タムセルク(Thamserku:6623m)、クワンデ(Kwande:6187m)が間近に見える。
谷底からは相変わらず轟々と流れる川の音が響いている。宿のすぐ上のナムチェゴンパ(寺院)から時折鐘の音が聞こえる。とっくに夜は明けているのだが、周りを高峰に囲まれているため、7時半頃まで集落には日の光が届かない。
疲れているにも関わらず、昨夜はあまり眠れなかった。標高のせいなのか、興奮しているのか、もしかすると単独行でだれにも頼れないという事で緊張しているのかもしれない。

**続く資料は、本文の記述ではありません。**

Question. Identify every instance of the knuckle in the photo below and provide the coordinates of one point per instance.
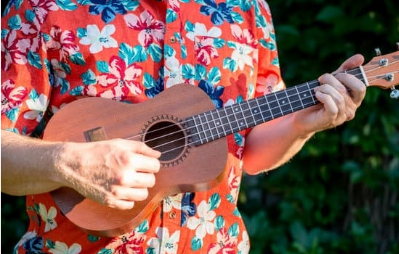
(142, 195)
(152, 180)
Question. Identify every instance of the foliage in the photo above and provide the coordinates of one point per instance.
(340, 193)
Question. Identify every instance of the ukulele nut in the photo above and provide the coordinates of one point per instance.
(389, 77)
(384, 62)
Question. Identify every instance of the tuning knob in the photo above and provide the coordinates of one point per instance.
(394, 93)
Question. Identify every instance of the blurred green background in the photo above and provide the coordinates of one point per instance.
(340, 193)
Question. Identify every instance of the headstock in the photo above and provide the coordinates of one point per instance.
(383, 71)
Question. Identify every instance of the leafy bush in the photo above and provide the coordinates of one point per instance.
(340, 193)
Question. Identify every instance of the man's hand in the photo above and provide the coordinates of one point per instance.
(340, 95)
(115, 172)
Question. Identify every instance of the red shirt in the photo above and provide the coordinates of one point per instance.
(55, 52)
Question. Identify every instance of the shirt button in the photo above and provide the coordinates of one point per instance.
(172, 215)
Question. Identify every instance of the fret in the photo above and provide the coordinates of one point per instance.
(194, 137)
(296, 102)
(232, 119)
(200, 131)
(239, 116)
(249, 118)
(283, 102)
(311, 87)
(289, 100)
(256, 112)
(226, 119)
(218, 122)
(305, 95)
(265, 109)
(211, 125)
(274, 105)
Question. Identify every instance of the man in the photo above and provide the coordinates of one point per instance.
(131, 51)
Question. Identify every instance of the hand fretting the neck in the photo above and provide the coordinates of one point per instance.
(215, 124)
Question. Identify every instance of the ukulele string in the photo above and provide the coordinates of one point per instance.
(354, 72)
(184, 122)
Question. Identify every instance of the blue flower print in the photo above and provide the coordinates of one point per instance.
(188, 208)
(107, 8)
(34, 245)
(219, 12)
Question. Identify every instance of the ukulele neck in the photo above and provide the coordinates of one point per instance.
(218, 123)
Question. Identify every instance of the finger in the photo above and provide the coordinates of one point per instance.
(120, 204)
(132, 178)
(142, 148)
(142, 163)
(129, 194)
(356, 88)
(336, 96)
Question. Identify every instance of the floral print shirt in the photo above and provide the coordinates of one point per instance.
(54, 52)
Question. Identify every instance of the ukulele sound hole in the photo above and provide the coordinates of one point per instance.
(166, 137)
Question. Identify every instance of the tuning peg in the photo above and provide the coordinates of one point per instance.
(394, 93)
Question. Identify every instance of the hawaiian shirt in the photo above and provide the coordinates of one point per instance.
(54, 52)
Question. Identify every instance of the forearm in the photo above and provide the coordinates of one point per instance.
(27, 164)
(272, 144)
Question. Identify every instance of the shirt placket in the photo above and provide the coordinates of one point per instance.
(171, 219)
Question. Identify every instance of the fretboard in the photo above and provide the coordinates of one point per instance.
(218, 123)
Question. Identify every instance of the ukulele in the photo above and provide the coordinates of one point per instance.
(192, 139)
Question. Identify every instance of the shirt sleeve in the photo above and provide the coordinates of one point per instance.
(269, 76)
(25, 76)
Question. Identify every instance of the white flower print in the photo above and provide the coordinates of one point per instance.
(243, 247)
(62, 248)
(173, 70)
(164, 243)
(241, 54)
(172, 202)
(200, 30)
(203, 223)
(37, 107)
(97, 40)
(48, 217)
(26, 237)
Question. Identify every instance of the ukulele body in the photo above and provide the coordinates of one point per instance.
(184, 166)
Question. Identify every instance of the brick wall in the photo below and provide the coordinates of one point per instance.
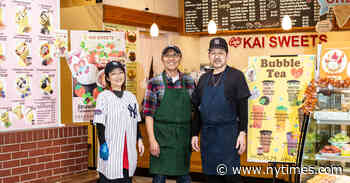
(43, 155)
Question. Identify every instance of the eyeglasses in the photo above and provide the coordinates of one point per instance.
(218, 54)
(116, 63)
(172, 56)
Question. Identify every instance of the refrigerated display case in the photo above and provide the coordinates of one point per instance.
(326, 149)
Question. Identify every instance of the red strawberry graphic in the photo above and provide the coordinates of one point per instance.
(296, 73)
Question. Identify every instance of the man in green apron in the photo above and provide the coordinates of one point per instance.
(167, 110)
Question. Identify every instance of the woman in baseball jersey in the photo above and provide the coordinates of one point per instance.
(116, 117)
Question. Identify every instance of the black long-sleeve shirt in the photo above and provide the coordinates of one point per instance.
(236, 92)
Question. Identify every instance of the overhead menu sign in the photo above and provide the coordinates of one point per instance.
(248, 14)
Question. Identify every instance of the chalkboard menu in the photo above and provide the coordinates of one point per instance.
(248, 14)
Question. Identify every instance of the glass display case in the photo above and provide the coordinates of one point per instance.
(326, 150)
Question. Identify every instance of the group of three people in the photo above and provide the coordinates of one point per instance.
(176, 112)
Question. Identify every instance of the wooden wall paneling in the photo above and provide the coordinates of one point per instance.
(125, 16)
(70, 3)
(82, 17)
(182, 17)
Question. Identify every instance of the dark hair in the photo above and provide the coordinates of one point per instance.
(109, 68)
(171, 47)
(219, 43)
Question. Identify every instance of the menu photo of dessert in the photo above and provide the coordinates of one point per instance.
(23, 86)
(45, 22)
(5, 120)
(46, 84)
(2, 88)
(46, 53)
(23, 52)
(29, 115)
(2, 52)
(23, 14)
(18, 110)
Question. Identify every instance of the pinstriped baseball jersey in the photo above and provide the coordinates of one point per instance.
(120, 116)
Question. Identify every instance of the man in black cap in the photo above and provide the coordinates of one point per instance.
(221, 102)
(167, 110)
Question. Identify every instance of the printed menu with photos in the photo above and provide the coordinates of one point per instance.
(28, 67)
(277, 84)
(91, 51)
(249, 14)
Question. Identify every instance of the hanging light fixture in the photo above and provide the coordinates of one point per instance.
(286, 23)
(154, 30)
(212, 27)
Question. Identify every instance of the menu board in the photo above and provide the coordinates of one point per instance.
(91, 51)
(277, 84)
(248, 14)
(28, 66)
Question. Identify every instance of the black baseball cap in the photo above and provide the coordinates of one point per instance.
(171, 47)
(218, 42)
(113, 65)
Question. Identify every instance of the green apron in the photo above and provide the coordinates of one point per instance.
(172, 131)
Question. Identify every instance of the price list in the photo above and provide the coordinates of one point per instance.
(248, 14)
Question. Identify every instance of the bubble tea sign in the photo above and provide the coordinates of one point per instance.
(277, 84)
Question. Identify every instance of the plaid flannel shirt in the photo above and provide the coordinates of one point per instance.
(156, 88)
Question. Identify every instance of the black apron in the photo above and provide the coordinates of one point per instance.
(219, 130)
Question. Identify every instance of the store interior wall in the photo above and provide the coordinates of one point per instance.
(163, 7)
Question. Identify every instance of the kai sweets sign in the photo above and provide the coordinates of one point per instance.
(281, 41)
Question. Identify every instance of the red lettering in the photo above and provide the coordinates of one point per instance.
(285, 40)
(304, 41)
(256, 42)
(295, 41)
(273, 42)
(247, 42)
(323, 37)
(263, 40)
(313, 36)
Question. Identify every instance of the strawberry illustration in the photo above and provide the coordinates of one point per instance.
(79, 91)
(96, 91)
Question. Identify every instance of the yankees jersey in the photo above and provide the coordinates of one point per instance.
(120, 117)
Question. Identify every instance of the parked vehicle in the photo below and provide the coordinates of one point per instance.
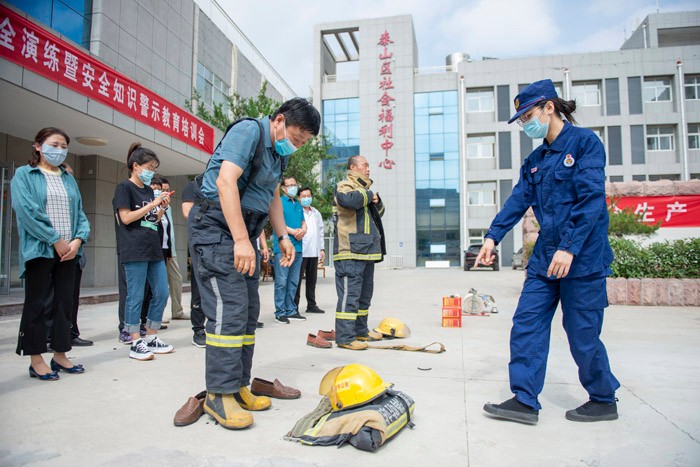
(518, 259)
(472, 252)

朝早く、日本人男性少年の親子がターメ(Thame)方面へポーターと出発するのに出くわす。少年にとっては特にここでの経験は心に残るだろう。同宿の日本人がいることも知らなかったが、先方もこちらをてっきりネパール人だと思った様子。
今日は高所順応のため、この場所でもう1泊し上へは向かわない日としている。今後5000m以上の標高まで高度を上げるが、徐々に高所に身体を適応させていく必要がある。
高所では身体に取り込める酸素の量が平地より少なくなり、5000mで平地のほぼ半分となる。そのため、たとえばヘリコプターなどで一気に高地へ行くと、高山病にかかる可能性が高くなる。徐々に標高を上げる(できれば1日の標高差500m以内)ことで、身体がより多く酸素を摂取できるよう調整するのである。
富士山でも高山病になることはあり、今後のことを考えても慎重に高所順応させていかなければならない。いったん高山病になると標高を下げる以外効果的な治療はなく(一応予防治療薬は存在するが)、症状がひどい場合は自費でのヘリコプター搬送(60〜300万円が相場とか)になってしまう。
今日は少し標高の高い丘の上まで登って身体も動かすようにする。ゴンパを横目に見ながら上を目指す。
そこここに、色とりどりの布にチベット仏教の経文を書いたタルチョがかけられている。
登り切ったところが一応空港ということになっている。空港と言っても舗装されているわけではなく土がむき出しで、おそらくヘリの離発着に使用するのだろう。広々として360度山に囲まれる感じが気持ちいい。
さらに登って丘の向こうには明日向かう予定のクムジュン村(Khumjung)が見える。この地方の聖なる山であるクンビラ(Khumbi-La:5761m)の真下に家々が建てられている。
名前の末尾にラ、リがつく山が多いが(クンビラ、チュクンリなど)、このラ、リは丘という意味だそうである。ヒマラヤでは6000m以下のものは山ではなく丘にあたり、名前のない無名峰も多いそう。
この丘からはナムチェの村からは見えなかった新たな光景が広がる。
まだ旅の序盤のナムチェバザールですでにこの景色なら、この先どんなものが見られるのかと期待が膨らむ。